I think most non-woodworkers, and maybe even some woodworkers themselves, underestimate the finishing process. I once heard you should spend as much time finishing a piece as you do building it. When I started out, this seemed preposterous. I might spend weeks building something, and now I'm supposed to spend several more weeks just to finish it. Well, yeah, actually.
Finishing is the time during which you good piece becomes a great piece. It's also when you have to slow down and really pay attention. There are countless ways to finish a piece - and I'm not going into them here (this blog aint long enough nor am I experienced enough). But, here's a bit on how I'm currently finishing projects.

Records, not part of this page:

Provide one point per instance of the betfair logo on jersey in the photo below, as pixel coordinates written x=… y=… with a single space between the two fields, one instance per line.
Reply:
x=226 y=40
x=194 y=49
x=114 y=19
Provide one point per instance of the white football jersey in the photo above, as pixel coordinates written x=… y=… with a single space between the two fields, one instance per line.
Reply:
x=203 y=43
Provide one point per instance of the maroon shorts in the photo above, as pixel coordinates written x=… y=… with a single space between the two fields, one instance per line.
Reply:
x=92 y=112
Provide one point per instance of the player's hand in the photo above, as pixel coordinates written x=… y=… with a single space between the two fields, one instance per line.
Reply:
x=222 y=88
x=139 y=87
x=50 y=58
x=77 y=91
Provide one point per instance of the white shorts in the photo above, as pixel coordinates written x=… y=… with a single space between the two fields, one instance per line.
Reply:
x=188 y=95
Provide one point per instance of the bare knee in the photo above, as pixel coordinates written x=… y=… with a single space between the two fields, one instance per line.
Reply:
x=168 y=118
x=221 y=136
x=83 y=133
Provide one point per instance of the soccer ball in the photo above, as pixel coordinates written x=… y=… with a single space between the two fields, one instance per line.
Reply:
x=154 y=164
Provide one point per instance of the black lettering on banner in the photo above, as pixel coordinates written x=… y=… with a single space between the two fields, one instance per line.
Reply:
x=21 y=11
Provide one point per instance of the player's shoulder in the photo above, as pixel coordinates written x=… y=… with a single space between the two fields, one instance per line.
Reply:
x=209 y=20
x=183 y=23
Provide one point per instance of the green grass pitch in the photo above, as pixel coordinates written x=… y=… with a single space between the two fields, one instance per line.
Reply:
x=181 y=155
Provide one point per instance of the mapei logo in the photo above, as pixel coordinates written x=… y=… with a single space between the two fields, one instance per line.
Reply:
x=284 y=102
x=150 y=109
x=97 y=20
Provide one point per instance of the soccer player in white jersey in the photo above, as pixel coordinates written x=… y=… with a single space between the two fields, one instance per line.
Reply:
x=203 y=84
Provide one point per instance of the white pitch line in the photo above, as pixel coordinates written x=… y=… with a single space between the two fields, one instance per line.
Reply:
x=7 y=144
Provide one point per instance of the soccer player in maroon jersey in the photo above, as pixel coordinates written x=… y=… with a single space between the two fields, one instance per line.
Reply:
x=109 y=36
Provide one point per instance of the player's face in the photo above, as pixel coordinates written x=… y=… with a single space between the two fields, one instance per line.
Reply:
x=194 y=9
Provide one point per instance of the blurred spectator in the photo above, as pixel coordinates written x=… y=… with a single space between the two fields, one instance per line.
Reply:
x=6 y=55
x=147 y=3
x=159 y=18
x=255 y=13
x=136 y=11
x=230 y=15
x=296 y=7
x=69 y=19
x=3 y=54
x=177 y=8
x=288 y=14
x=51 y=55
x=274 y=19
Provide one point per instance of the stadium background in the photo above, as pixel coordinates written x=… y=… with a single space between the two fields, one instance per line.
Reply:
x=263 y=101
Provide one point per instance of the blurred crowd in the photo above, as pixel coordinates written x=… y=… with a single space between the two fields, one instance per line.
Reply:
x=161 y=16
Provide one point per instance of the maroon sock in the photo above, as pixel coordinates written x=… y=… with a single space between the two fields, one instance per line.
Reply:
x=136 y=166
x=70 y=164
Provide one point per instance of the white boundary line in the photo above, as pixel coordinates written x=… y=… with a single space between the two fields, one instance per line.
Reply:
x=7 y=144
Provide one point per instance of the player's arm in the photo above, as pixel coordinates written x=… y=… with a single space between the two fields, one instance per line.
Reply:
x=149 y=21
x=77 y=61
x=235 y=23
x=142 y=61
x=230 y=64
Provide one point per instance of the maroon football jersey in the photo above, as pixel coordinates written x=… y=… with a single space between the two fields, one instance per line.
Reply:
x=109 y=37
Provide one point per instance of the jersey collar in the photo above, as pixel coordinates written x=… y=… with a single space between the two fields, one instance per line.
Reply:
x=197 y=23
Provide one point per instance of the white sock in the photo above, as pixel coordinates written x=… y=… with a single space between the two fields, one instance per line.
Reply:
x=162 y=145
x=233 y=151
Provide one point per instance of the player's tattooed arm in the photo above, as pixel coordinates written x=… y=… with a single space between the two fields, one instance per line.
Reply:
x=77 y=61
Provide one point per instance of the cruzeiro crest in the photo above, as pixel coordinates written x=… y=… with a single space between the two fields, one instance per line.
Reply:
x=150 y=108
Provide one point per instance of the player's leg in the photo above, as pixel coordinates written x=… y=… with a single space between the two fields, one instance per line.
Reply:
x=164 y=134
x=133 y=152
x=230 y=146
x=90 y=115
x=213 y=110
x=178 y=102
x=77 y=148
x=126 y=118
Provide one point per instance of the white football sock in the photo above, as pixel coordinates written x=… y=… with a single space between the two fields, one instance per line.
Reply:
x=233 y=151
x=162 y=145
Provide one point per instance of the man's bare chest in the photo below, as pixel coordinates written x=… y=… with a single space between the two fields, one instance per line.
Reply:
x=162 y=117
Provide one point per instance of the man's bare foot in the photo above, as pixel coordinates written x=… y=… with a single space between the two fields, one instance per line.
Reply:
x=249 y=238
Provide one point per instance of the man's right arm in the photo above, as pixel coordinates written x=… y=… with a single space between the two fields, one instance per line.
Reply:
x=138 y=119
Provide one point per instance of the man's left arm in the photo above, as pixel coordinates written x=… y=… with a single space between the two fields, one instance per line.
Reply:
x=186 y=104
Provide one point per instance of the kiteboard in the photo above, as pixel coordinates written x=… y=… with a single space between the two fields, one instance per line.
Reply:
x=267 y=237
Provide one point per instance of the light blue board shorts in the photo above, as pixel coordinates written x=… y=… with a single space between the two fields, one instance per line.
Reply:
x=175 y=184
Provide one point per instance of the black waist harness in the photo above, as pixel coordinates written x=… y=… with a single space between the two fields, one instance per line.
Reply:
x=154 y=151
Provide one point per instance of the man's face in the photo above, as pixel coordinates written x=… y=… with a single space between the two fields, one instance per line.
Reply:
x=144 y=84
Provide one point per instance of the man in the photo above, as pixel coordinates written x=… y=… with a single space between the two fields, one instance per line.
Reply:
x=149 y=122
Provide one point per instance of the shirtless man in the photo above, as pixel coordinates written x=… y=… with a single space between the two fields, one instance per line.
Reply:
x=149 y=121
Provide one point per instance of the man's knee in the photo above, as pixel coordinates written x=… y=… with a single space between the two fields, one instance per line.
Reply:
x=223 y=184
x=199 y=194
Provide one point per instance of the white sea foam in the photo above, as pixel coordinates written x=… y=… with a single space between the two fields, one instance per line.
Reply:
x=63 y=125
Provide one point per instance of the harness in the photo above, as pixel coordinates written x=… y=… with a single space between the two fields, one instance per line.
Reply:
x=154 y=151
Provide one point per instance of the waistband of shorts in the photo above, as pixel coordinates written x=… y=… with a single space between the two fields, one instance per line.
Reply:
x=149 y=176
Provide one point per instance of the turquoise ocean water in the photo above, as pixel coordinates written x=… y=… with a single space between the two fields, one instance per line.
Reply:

- Thoroughly sand everything - for me that's up to 320 (I know, some say more, some say less, this is just what I'm doing right now).

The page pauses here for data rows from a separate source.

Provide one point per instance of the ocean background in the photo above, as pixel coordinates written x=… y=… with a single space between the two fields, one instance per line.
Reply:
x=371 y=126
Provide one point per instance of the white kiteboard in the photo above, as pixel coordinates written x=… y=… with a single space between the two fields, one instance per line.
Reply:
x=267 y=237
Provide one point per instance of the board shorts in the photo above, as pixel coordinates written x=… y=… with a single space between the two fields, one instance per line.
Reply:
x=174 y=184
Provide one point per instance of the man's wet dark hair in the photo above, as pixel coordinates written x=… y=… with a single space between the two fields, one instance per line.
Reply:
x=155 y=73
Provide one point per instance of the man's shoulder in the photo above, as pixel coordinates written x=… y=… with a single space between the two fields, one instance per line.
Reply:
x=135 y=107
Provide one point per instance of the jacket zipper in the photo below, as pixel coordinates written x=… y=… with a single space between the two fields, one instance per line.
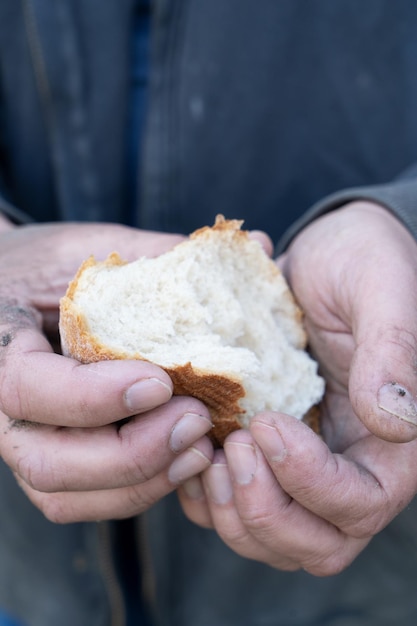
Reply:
x=114 y=590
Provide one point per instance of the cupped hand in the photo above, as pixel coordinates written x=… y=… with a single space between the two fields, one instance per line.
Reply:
x=281 y=494
x=94 y=441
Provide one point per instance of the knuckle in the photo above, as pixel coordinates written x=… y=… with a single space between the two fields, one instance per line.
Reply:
x=330 y=565
x=55 y=510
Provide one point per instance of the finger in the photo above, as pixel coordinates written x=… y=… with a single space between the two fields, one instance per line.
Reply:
x=81 y=459
x=290 y=535
x=227 y=520
x=193 y=501
x=40 y=386
x=358 y=492
x=70 y=507
x=383 y=383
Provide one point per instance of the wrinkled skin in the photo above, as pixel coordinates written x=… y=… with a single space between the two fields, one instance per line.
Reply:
x=279 y=493
x=64 y=431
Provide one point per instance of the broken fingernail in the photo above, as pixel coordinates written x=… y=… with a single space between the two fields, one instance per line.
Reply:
x=398 y=401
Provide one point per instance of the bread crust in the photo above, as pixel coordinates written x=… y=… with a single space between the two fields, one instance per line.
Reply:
x=221 y=394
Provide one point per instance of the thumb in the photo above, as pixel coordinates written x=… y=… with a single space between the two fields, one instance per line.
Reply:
x=383 y=375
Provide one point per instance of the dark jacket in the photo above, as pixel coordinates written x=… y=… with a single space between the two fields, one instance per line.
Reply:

- Apply a heavy coat of danish oil - wait 30 mins - wiping on.
- Apply another coat of danish oil - wait 15 mins - wiping on.
- Wipe off any excess oil - check over the next hour or two that no oil is weeping out.
- Let the oil cure for at least 3 days, more if possible.
- Apply a coat of wipe on poly. Let dry 4 hours (maybe longer, depending on weather).
- Maybe buff the piece with some 000 finishing pad - if it seems to need it, remove all dust.
- Apply another coat of poly - wait another 4 hours.
- Assess the piece and see if it needs another topcoat layer. If so ...
- Buff the piece with some 000 finishing pad - remove all dust
- Apply another coat of poly
- Let the piece fully dry, several days.
- Apply a few coats of paste wax, buffing until the look good.
So, now you can see that finishing can take just as long, if not longer, than the building. But trust me, the results are worth it. My finishing regimen is still fairly simple - it just means waiting a while between activities. In the future I imagine I'll try more advanced techniques, but for now this is working.
Now, it's off to do another top coat!